À cet égard, Sargocentron spiniferum peut également émettre des sons semblables à des grognements quand il est contrarié ou pour attirer les femelles pendant la période de reproduction. Il a été prouvé qu’il s’agit d’un son modulable, une sorte de langage servant également à signaler l’arrivée des prédateurs. Il provient de la contraction d’un organe relié aux côtes : plus celles-ci bougent, plus le signal est fort. Il est évident que les gros individus émettront un son plus fort et pourront supporter l’effort de contraction plus longtemps. Ces signaux lumineux et sonores permettent donc aux femelles de se faire une idée de la prestance du candidat même dans le noir, et les ténors avec les plus longues sérénades seront certainement avantagés.
Éthologie-Biologie reproductive
Assez commun, qu’il soit seul ou en petits bancs, Sargocentron spiniferum est un poisson benthopélagique qui explore les fonds marins à la recherche de vers, crabes, crevettes et petits poissons.
La fécondation a lieu pendant la nage, généralement lors de la pleine lune, non par romantisme mais parce que la marée est à son maximum à ce moment-là. Les œufs seront donc entraînés loin par les courants.
Compte tenu de sa taille respectable, les individus pêchés sont parfois consommés par les locaux ou les touristes faisant de la plongée sous-marine, fiers de leur butin mais sans tenir compte du risque de ciguatera, une grave intoxication alimentaire liée à la présence éventuelle d’organismes toxiques dans le régime alimentaire de cette espèce. Robuste et facile à nourrir, le poisson-écureuil géant est souvent l’hôte des grands aquariums publics, la taille adulte n’étant en effet pas très adaptée aux aquariums domestiques.

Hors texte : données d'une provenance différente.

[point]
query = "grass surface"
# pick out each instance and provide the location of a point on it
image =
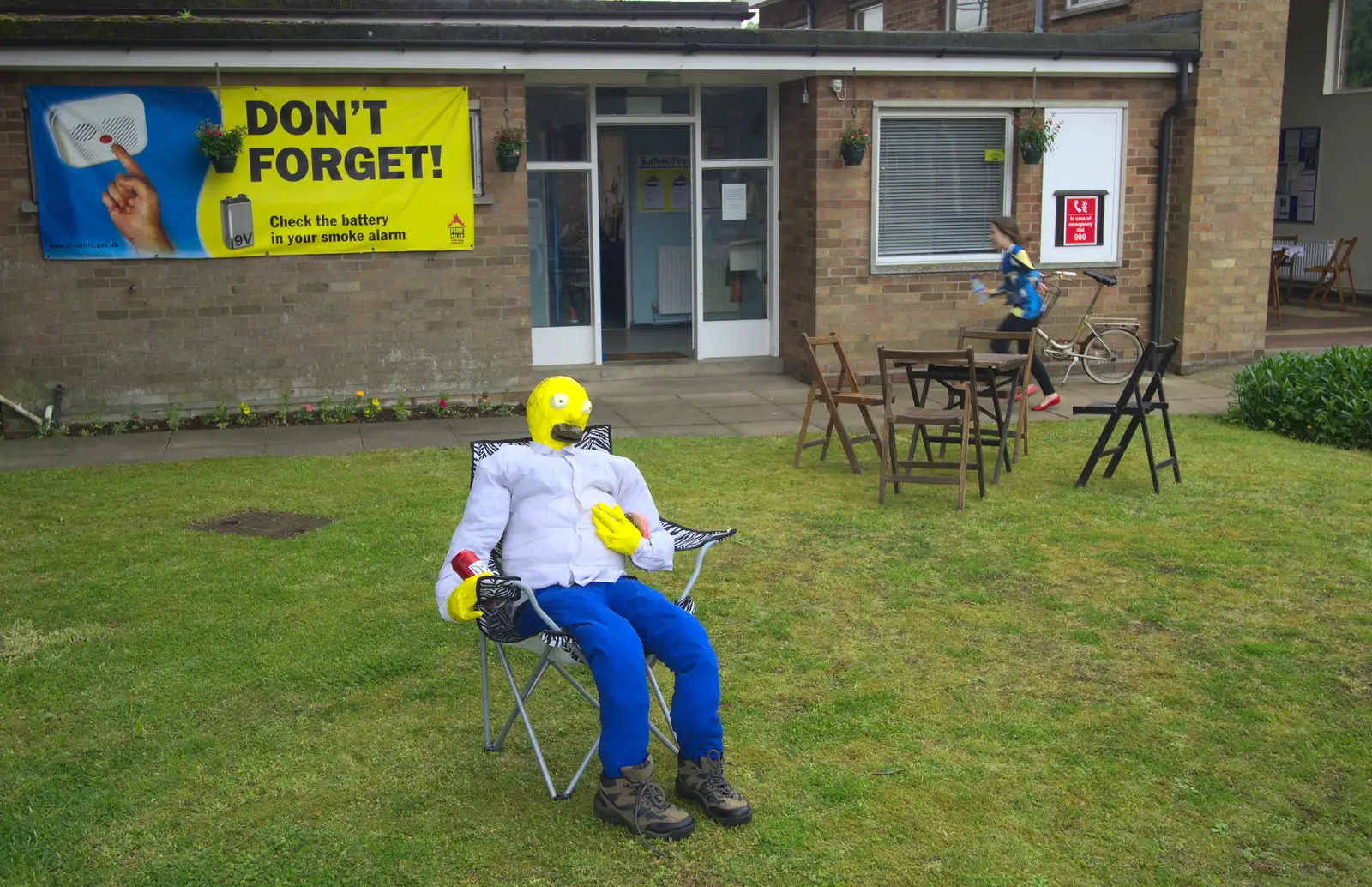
(1056, 687)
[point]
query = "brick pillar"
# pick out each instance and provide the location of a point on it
(1228, 212)
(796, 198)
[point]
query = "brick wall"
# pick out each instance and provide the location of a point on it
(925, 309)
(196, 331)
(1238, 118)
(796, 196)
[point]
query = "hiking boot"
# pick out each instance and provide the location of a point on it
(638, 805)
(703, 781)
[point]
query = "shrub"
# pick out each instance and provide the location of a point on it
(1324, 398)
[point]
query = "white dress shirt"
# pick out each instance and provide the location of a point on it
(539, 500)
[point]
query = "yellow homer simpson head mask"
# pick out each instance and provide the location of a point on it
(557, 412)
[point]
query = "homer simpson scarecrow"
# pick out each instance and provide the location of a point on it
(571, 518)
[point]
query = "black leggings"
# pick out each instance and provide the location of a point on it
(1014, 323)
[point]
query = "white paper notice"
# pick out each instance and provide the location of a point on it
(681, 192)
(655, 196)
(734, 202)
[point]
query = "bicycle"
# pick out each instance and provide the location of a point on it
(1108, 347)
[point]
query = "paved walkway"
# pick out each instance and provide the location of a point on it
(752, 405)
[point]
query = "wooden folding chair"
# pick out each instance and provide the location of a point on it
(833, 397)
(1275, 283)
(1289, 264)
(954, 368)
(1333, 274)
(994, 335)
(1136, 407)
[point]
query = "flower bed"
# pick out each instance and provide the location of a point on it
(358, 408)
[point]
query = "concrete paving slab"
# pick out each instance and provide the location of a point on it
(767, 412)
(774, 427)
(408, 436)
(244, 438)
(309, 434)
(187, 454)
(336, 447)
(713, 430)
(726, 398)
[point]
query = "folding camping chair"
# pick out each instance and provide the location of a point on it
(555, 649)
(833, 397)
(1136, 407)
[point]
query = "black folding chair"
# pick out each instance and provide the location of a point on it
(1135, 405)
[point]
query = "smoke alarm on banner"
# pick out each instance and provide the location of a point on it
(148, 172)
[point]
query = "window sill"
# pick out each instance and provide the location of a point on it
(971, 264)
(1084, 10)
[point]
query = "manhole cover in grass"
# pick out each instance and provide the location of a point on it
(272, 525)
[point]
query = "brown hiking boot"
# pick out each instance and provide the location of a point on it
(638, 805)
(703, 781)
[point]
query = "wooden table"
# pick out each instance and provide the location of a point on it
(994, 372)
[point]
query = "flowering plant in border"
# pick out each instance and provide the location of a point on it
(219, 142)
(855, 136)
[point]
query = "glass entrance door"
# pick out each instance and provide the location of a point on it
(647, 244)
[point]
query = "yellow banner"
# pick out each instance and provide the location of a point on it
(342, 169)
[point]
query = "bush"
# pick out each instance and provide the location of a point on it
(1324, 398)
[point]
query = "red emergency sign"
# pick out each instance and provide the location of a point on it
(1080, 219)
(1083, 221)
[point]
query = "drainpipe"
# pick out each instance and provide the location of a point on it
(1159, 235)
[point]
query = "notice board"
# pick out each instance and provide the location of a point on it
(1298, 175)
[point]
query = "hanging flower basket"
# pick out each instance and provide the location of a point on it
(221, 146)
(852, 143)
(509, 148)
(1035, 137)
(852, 154)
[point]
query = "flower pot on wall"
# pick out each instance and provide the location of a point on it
(852, 154)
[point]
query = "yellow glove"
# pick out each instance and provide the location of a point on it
(619, 532)
(461, 603)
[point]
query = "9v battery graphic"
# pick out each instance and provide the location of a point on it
(237, 221)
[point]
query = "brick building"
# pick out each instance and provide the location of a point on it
(683, 196)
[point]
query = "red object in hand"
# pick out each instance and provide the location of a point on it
(466, 564)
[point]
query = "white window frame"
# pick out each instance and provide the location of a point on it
(473, 120)
(953, 17)
(1334, 52)
(980, 260)
(866, 7)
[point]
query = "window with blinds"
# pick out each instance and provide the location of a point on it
(940, 180)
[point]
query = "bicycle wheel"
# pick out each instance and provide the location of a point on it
(1110, 354)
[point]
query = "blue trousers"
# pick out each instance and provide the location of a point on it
(615, 624)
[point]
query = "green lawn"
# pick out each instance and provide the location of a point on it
(1056, 687)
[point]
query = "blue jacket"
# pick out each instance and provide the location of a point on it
(1020, 287)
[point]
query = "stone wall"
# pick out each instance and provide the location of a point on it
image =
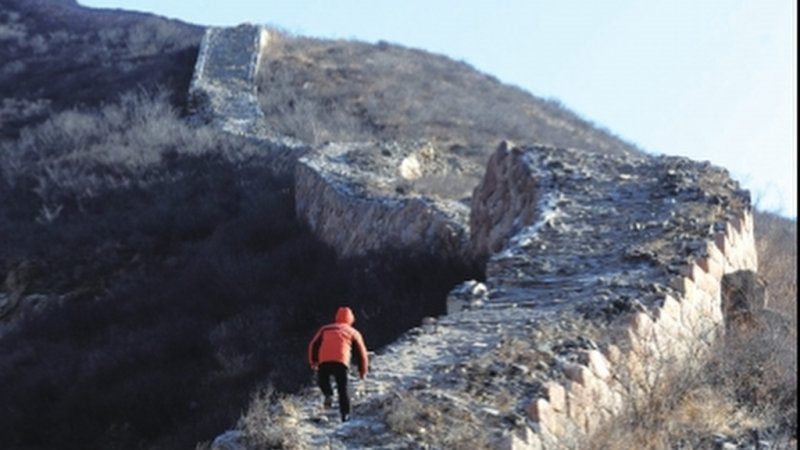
(637, 245)
(223, 92)
(357, 209)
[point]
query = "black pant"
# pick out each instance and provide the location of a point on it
(339, 371)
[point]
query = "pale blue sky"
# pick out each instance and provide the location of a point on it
(709, 79)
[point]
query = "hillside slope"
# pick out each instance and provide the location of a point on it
(167, 274)
(57, 55)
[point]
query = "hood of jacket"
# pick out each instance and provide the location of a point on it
(345, 315)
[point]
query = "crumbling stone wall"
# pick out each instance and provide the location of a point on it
(639, 245)
(348, 195)
(222, 92)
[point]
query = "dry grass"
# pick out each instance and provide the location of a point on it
(270, 421)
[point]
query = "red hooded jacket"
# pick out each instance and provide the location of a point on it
(333, 343)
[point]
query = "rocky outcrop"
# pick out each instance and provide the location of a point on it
(506, 201)
(358, 198)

La résilience de l’espèce est assez bonne, avec un possible doublement des populations décimées par les événements en 1,4 à 4,4 ans. Compte tenu également de sa large diffusion, l’indice de vulnérabilité de Sargocentron spiniferum est aujourd’hui (2020) relativement faible, avec une note de 40 sur une échelle de 100.
Synonymes
Sciaena spinifera Forsskål, 1775; Adioryx spinifer (Forsskål, 1775); Holocentrum spiniferum (Forsskål, 1775); Holocentrus spinifer (Forsskål, 1775); Holocentrus spiniferus (Forsskål, 1775); Perca spinifer (Forsskål, 1775); Holocentrum leo Cuvier, 1829; Holocentrum binotatum Quoy & Gaimard, 1834; Holocentrum melanopterus Bleeker, 1855; Holocentrum unipunctatum Günther, 1874; Holocentrus bowiei, Jordan & Snyder, 1905; Holocentrus verticalis Seale, 1906; Holocentrus xanthurus Fowler, 1944.